June 01, 2006
OH SHUT UP, YOU IDIOT! Why do they even allow you near an envelope! Tell the nurses you are to remain in heavy restraints at all times! Why can't I ever get letters from people who are not wards of the state!
I have not seen An Inconvenient Truth nor do I intend to see it, because it perpetuates a great lie, that the world did not already end February 18, 1546. During my original lifetime, the signs of the Last Day were everywhere: The Antichrist sat in Rome deceiving simple believers and evading child support, the Turk threatened Austria (the Turk in question, one Mr. Etci Mehmed, was actually quite pleasant once you got to know him, though he tended to cheat at Parcheesi), and the peasants were revolting, as peasants tend to be. So certain was I that the end of history was nigh that I stopped making payments on my ox cart and refused to pay taxes on the small income I generated ghostwriting abusive correspondence.
Then, on February 18, 1546, all grew black, and the Lord appeared and took me to Him.
And so the hysteria over global warming and the fear mongering of so-called environmentalists is so much propagandistic claptrap. How can a decaying ozone layer, melting ice caps, and dying species threaten the survival of mankind when I’M TELLING YOU THAT THE WORLD ENDED ON FEBRUARY 18, 1546! READ A NEWSPAPER! LOOK IT UP!
In order to put the lie to this supposed threat to humanity, I am calling on all Lutherans to help me expose the Al Gores of this world as agents of a satanic delusion. (I am excepting, of course, his penchant for Apple computers, which figure prominently throughout the film and on whose board Mr. Gore sits. Not that I am implying ANY CONNECTION. In fact, I use my wretched assistant's delightful but hopelessly outdated Motorola'd iMac to post my blogs ... NOW can I get a freebie MacBook Pro, Herr Jobs?)
As I was declaiming ... I want all my Lutherans to demonstrate that they have pierced the veil of this nonexistent modern history by defying all prescriptions for environmentally correct living!

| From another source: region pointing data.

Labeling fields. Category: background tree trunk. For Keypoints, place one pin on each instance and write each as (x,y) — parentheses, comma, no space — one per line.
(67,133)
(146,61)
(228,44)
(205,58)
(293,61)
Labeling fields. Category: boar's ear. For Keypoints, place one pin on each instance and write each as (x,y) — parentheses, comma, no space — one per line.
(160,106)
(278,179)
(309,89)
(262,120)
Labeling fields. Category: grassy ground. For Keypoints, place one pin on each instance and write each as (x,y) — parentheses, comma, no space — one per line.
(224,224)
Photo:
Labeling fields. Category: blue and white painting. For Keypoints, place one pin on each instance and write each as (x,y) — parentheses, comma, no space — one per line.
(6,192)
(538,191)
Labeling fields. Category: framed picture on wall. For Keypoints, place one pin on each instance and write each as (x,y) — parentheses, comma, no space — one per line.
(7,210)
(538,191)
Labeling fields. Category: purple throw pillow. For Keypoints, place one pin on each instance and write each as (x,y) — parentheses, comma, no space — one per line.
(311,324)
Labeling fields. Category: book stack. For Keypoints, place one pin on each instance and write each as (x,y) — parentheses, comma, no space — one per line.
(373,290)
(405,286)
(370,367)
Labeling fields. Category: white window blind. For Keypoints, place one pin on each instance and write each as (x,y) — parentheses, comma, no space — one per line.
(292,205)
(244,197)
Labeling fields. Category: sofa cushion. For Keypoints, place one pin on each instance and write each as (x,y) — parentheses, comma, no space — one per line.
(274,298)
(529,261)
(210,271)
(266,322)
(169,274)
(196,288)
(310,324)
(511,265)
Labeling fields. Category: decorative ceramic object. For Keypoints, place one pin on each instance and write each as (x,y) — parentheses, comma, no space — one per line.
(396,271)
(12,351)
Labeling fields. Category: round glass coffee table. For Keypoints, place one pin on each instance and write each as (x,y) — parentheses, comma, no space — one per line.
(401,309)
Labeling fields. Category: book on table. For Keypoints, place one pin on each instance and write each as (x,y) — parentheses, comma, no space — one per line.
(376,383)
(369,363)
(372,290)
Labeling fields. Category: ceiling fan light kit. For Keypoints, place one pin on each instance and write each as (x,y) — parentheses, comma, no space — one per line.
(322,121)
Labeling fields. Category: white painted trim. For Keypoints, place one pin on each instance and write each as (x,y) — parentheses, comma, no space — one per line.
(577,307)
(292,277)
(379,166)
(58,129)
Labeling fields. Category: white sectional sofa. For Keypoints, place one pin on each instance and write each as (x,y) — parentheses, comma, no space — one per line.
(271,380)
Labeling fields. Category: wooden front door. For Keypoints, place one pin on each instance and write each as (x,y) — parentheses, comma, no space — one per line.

Stop recycling now! I want you to go into your kitchens and mix plastics, metal, glass, paper, food scraps, bones, dead pets, radioactive waste, tufts of hair, D batteries, biological weapons, Christmas trees, aluminum foil, teeming paint cans, Oldsmobile carburetors, and digital photos of family vacations into one giant bio-undegradeable plastic bag and leave it by the curb. If you live on a farm, dump it on the porch of the nearest post office. If you live on the beach, bury it under two feet of sand. If you live in the wilderness, wandering aimlessly, asking why, why, why, then GET A JOB, YOU SLOTHFUL INCOMPETENT APE, SO YOU CAN BEGIN GENERATING DEBRIS LIKE THE REST OF US!
I want you to buy a bigger car. I want you to buy a car so big, you need to move to Mongolia just to park it. I want you to buy a car so big that the exhaust will create permanent midnight whenever you stop for a light. I want you to buy a car so big it qualifies as a multiverse.
I want you to start spraying everything with 409, herbicides, and underarm deodorant. Your home, your car, your children, your lunch—I want you to spray flowers, neighbors, zoo animals. I want hydrofluorocarbons so readily detectable on your person that you set off metal detectors in airports. I want you so chemically reeking that the ebola virus would die just from the thought of you.
Never turn anything off. Lights, TVs, air conditioners, electric heaters, radios, microwaves, computers, stereos, heart monitors, treadmills, printing presses, fax machines, underground generators, cotton gins, radar, satellites, electric trains, photocopiers, Cleveland, and hair dryers should run incessantly so that constant blackouts will call for the immediate construction of nuclear power plants even in playgrounds.
I want entire cities built out of styrofoam and polyester! And no, Orlando, Florida, does not count!
After two or three generations of such civil disobedience, we will have proved beyond shadow of doubt that the end is not near—it’s rubbish!